Al de un tiempo de comezar su ilegal negocio, Justin poco consciente de los riesgos que implicaba, acudió a una cita con uno de los adultos implicados en él y sufrió abusos sexuales, que marcaron el comienzo de una etapa de sórdida caída en la que negociaba dura y fríamente con sus clientes, amenazaba a otros adolescentes competidores, iba separándose de su vida real, etc. Cuando tenía 16 años un antiguo compañero de clase descubrió vídeos de Justin en Internet y los comenzó a distribuir en la ciudad, incluso a compañeros del colegio. Entonces Justin dejó de ir a clase, según le dijo a su madre por problemas con los compañeros, para seguir sus estudios a través de teleformación. Posteriormente marchó a México con su padre, a quien puso al corriente de sus actividades (según revelaría más tarde) y comenzó a emitir relaciones con prostitutas en un tercer sitio web que abrió (con un modelo mayor de edad en la portada para dar una fachada de legalidad), y a consumir cada vez más marihuana y cocaína. Sufrió repetidos abusos por parte de otro cliente y comenzó sus intentos de abandonar esa vida, vagando por los Estados Unidos, refugiándose en la religión y incluso considerando el suicidio. Pero para su adicción a las drogas necesitaba el dinero y acabó asociándose con uno de sus clientes-abusadores en un nuevo web donde además de él, se ofrecían imaǵenes de otros adolescentes: al cumplir los 18 cruzó con ellos la línea que separaba la víctima menor del abusador adulto. Fue poco después cuando fue contactado por el reportero del NY Times y se abrió para él una vía de salida de aquel mundo.

El posterior testimonio de Justin ante comités del Congreso estadounidense ayudó a endurecer las leyes de ese país contra la pornografía y el abuso infantiles en Internet.

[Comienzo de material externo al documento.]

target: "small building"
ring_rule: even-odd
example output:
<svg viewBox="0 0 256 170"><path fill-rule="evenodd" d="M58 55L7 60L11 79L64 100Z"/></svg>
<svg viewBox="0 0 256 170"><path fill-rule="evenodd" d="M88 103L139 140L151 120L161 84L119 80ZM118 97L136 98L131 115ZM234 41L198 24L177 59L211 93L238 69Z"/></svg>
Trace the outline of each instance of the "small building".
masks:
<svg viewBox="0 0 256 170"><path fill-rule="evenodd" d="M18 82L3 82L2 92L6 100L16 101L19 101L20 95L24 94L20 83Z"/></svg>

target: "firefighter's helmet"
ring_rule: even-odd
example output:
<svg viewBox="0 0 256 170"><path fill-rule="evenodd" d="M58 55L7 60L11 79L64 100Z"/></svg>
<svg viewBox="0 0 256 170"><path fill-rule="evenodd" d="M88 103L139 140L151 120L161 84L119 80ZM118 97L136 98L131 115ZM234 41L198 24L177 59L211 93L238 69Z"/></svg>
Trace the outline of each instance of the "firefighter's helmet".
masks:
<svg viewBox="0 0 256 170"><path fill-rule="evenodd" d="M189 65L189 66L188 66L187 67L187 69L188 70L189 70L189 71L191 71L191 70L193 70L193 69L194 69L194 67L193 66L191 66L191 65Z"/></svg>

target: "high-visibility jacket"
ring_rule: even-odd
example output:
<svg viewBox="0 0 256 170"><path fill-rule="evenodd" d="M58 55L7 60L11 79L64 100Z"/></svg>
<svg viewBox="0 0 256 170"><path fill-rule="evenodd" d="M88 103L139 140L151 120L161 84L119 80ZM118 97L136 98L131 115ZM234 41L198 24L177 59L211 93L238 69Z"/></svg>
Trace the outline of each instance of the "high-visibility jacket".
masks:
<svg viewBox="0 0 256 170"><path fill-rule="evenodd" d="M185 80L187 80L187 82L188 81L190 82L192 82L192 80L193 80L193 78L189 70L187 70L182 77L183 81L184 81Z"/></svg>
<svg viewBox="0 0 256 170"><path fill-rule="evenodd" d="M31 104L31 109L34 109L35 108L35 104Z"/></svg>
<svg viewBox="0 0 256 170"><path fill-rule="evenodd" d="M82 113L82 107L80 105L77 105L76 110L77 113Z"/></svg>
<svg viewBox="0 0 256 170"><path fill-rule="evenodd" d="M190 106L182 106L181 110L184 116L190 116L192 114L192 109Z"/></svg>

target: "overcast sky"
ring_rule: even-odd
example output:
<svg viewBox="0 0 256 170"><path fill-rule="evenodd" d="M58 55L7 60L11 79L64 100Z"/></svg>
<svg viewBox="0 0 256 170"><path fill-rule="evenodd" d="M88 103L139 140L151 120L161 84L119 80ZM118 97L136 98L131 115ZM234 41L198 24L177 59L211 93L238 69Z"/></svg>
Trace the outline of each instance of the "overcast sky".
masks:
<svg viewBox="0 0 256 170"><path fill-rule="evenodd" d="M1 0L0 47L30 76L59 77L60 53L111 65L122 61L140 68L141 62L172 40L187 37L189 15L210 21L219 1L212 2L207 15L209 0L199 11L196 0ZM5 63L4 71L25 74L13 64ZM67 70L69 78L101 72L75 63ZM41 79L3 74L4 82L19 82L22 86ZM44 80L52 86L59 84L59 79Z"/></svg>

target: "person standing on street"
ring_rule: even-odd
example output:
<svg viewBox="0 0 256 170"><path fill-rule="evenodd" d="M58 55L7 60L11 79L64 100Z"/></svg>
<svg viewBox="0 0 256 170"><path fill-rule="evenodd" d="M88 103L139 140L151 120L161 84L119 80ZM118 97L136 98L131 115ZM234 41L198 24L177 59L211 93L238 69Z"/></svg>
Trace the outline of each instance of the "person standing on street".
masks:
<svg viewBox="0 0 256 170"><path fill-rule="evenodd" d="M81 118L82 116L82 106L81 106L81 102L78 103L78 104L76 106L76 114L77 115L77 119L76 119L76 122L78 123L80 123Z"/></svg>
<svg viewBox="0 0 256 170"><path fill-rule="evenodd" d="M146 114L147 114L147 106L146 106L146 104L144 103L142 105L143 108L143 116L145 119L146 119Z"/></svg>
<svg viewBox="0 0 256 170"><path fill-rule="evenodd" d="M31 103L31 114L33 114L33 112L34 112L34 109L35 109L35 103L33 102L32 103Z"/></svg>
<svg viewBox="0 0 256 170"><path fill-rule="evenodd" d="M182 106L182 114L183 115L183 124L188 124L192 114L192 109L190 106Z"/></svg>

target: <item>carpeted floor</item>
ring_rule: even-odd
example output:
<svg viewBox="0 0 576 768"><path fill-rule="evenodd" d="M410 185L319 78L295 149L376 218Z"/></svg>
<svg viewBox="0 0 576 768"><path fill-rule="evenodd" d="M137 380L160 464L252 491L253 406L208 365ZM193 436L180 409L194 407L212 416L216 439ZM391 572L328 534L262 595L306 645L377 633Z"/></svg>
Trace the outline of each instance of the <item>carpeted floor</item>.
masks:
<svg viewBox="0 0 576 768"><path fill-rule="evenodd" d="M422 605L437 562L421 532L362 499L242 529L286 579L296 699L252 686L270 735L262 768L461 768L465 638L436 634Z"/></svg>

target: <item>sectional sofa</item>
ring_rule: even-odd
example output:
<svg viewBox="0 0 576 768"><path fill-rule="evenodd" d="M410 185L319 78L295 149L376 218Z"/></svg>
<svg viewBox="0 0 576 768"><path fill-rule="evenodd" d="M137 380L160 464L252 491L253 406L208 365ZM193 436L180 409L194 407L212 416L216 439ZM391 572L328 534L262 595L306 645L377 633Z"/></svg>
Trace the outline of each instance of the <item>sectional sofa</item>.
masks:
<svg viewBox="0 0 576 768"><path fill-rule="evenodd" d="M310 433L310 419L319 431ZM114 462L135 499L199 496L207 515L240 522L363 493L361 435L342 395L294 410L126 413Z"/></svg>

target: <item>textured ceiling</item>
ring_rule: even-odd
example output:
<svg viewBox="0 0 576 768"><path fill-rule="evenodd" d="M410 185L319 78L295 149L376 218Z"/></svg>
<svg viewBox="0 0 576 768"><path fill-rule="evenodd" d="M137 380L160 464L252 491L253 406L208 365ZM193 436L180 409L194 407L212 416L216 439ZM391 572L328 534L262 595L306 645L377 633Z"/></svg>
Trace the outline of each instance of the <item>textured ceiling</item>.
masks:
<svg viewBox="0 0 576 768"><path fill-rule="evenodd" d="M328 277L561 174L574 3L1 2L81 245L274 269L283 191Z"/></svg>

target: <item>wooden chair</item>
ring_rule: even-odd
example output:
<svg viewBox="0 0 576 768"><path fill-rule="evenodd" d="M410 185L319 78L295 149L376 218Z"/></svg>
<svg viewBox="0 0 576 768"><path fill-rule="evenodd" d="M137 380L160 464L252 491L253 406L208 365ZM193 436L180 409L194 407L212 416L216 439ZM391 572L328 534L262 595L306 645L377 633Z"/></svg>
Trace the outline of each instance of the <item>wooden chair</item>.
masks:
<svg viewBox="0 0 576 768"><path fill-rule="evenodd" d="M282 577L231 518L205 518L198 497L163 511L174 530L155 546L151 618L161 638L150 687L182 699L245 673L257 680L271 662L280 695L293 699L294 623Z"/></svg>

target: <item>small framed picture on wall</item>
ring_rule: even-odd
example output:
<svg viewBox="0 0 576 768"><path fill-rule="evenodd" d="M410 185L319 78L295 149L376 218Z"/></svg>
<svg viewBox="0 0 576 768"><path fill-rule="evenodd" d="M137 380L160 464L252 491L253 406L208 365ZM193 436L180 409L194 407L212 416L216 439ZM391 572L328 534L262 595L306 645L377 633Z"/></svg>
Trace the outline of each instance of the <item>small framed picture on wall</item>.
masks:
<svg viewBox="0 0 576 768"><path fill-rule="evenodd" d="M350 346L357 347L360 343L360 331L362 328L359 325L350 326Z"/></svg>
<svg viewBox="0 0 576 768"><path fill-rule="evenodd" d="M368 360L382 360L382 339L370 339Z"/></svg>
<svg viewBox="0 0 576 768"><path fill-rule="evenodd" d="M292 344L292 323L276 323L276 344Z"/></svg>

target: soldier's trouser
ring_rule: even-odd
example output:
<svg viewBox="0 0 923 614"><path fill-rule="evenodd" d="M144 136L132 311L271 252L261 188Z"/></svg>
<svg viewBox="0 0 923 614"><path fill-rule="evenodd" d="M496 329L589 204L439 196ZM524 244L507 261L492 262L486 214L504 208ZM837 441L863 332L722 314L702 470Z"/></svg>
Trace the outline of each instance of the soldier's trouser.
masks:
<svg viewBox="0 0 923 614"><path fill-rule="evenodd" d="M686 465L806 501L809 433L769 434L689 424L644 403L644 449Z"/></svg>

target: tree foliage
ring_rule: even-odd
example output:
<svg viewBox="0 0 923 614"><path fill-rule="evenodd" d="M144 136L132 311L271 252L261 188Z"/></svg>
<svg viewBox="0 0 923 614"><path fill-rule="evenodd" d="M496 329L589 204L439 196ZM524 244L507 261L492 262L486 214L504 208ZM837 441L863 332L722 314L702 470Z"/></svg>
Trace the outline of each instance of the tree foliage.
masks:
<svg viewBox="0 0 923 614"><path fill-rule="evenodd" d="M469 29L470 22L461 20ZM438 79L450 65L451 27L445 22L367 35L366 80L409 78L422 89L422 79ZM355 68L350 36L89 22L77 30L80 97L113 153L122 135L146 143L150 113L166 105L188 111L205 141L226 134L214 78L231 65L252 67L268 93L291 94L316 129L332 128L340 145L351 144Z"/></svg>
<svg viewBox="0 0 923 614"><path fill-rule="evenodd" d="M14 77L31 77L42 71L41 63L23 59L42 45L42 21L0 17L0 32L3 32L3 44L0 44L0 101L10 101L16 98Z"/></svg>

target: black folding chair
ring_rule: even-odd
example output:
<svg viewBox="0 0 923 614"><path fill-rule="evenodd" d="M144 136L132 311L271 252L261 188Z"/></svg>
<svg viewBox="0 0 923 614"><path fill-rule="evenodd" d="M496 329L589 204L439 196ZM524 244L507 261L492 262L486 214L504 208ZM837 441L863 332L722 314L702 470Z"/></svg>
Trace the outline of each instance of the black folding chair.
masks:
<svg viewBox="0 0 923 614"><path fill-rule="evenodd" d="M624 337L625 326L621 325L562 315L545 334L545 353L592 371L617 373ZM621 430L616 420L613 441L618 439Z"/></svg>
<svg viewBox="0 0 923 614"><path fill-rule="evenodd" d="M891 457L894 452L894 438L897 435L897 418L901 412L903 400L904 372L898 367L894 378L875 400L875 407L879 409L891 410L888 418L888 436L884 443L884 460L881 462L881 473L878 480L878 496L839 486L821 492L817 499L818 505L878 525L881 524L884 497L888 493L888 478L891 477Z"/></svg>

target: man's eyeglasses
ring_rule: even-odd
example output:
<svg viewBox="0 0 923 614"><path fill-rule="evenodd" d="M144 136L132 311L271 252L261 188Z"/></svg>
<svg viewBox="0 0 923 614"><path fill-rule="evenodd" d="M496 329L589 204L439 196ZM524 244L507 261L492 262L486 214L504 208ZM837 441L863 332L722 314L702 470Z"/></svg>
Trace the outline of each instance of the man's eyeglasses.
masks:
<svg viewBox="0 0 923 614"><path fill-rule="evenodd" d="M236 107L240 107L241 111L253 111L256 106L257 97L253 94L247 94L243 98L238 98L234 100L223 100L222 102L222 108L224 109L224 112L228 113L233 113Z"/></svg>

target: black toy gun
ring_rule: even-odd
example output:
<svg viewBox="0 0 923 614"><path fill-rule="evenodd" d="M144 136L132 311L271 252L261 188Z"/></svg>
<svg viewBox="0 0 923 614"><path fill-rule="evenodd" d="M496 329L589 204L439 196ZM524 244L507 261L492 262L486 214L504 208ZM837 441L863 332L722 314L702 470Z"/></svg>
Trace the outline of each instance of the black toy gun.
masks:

Ya en los primeros años del siglo los adultos buscaban a menores de directorios de webcams y en webs de hacer amigos (hoy son llamados redes sociales online) y si respondían a sus mensajes comenzaban el proceso conocido como grooming. Algunos adolescentes piden regalos por medio de las listas de deseos de algunas tiendas online (uno de los habituales que reciben son precisamente cámaras de mayor calidad, para nutrir a los groomers con lo que desean), reciben recargas de móviles y otros incluso llegan a cobrar cuotas mensuales a sus clientes. En estos casos algunos negocios online se benefician indirectamente de esta lucrativa actividad ilegal.

Aunque lógicamente no todos los protagonistas de este tipo de pornografía se lucran: muchos menores ni siquiera son conscientes de ser explotados, cuando realizan sexting o sexcasting voluntariamente, y dichas imágenes acaban en webs porno. El sexting, el grooming, las webcams y graves delitos como la explotación y el abuso sexuales están unidos en la Red de una manera que los padres y los menores deberían conocer para evitar historias como la de Justin Berry.

Fuente: Wikipedia y The New York Times.